On the ninth floor of the future Titan building, men grafted; welding iron, banging nails, installing pipes, placing wires in walls. John took a step back and surveyed the scene, the task at hand, the fun, his workers. He loved everything about construction. He grabbed the plans and unrolled them on a table, weighing the edges down with coffee cups. Then the quick pattering of feet stole his attention. The entire team was rushing toward the edge of the ninth floor.

“What the heck?” He hastened to join them and found a spot next to Fergus. “What’s going on?” Ah, no answer required.

Several news crews waited by the prison gates. Small crowds had also gathered in clusters on the opposite side of the street in anticipation for midday.

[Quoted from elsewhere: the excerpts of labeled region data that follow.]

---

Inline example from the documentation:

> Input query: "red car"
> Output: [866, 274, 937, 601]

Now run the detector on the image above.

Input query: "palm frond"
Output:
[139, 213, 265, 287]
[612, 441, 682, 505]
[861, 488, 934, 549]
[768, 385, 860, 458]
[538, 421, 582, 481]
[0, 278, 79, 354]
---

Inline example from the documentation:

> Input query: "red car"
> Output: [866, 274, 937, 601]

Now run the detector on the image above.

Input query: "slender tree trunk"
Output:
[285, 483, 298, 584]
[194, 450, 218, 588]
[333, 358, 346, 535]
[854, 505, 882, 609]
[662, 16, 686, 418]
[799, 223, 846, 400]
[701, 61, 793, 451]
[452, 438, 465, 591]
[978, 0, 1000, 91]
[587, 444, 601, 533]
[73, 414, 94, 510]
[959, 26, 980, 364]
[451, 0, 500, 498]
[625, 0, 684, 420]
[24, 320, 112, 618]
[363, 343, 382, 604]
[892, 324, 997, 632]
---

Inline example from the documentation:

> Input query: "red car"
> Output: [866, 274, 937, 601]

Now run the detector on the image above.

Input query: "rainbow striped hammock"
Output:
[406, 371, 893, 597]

Fergus checked his watch, “11:59.”

John could already see the zombies exiting from the inner gates of the prison and converging in a dense yet haphazard mass in the yard. More than one stumbled over the bench press before clawing themselves back to their feet. John squinted his eyes, concentrating on their clothing. They were all fashionably dressed, most in designer gear, even if many had already sustained rips and tears, and they hadn’t even left the prison yet. They were escorted closer to the outer gates by several guards. John divided them up into four even segments, then divided that segment by half again and counted them. Seventy five, which he multiplied by eight giving a good estimate of the total number of zombies which were about to be unleashed on Boston; just one city in one state in America. “Once they open those gates they’ll never leave voluntarily.” John muttered to himself.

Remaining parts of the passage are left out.